The Durham Palestine Educational Trust
- Founded: 1984 (as the Durham Birzeit Studentship Fund); 2001 (Durham Palestine Educational Trust);
- Type: Charitable organization
- Registration no.: 1085097
- Region served: Durham and Palestine
- Revenue: £166,859 (2021–22)
- Endowment: £1,563,639 (2022)
- Website: durhampalestine.webspace.durham.ac.uk

= Durham Palestine Educational Trust =

Durham Palestine Educational Trust (formerly Durham Birzeit Studentship Fund) is a British charity that offers scholarships to outstanding graduates in Palestine to take master's degree courses at Durham University.

== History ==
The trust was established in 1984 as the Durham Birzeit Studentship Fund to support students at Birzeit University to come to Durham for a year of their undergraduate degree. In 2001 it became the Durham Palestine Educational Trust, supporting graduates of any Palestinian university to pursue a master's degree at Durham.

== Activities ==
In 2015, the British Council's Voices magazine reported that "gaining quality international experience and being able to bring it back will be vital to the sustainability and growth of the local higher education sector, and consequently Palestinian society". The Durham Palestine Educational Trust was identified as one of three funding opportunities for study in the UK at that time.

In 2025, the chair of the trust and Mary Kelly Foy, the MP for the City of Durham, wrote to the Home Office to ask them to find alternative ways for four students in Gaza that had been given scholarships by the trust to obtain visas allowing them to travel to the UK, as there were no visa application centres in Gaza.

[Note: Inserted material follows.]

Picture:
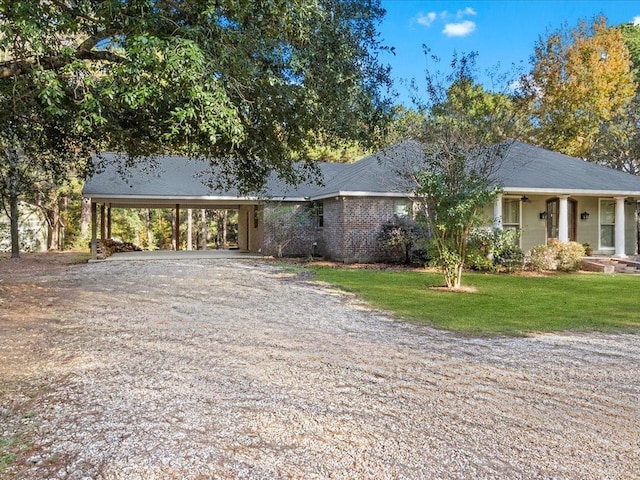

A government spokesperson confirmed that they were aware of the situation and were trying to find a solution.

=== Scholarships ===
Two or more scholarships are offered each year for master's degrees at Durham. One of the conditions of these scholarships is that the student should be "an active ambassador for Palestinians" while in Durham, leading the Times of Israel to say that Durham has "a checkered history on the Israel-Palestine conflict". Other non-academic conditions of the scholarship include returning to the West Bank or Gaza after completing the course. The scholarship consists of two parts: a maintenance scholarship provided by the trust and a tuition fee scholarship provided by the university.

== Funding ==
Durham University contributes significantly by offering tuition fee scholarships to successful candidates. Funds necessary to cover the students' maintenance, travel and other costs are raised by voluntary donations from individuals, mainly current and retired staff of the University and other people in the Durham area. In 2019–20, the trust received a bequest from Bryan Fortescue, known as Paul Fortescue. The bequest established a permanent endowment called the Pauline Trust from which only the income on the capital may be expended. The total value of the Pauline Trust endowment as of 2022 was £1,563,639.

Fundraising has also included Easter book fairs on Palace Green, which were held annually from 2014 to 2022.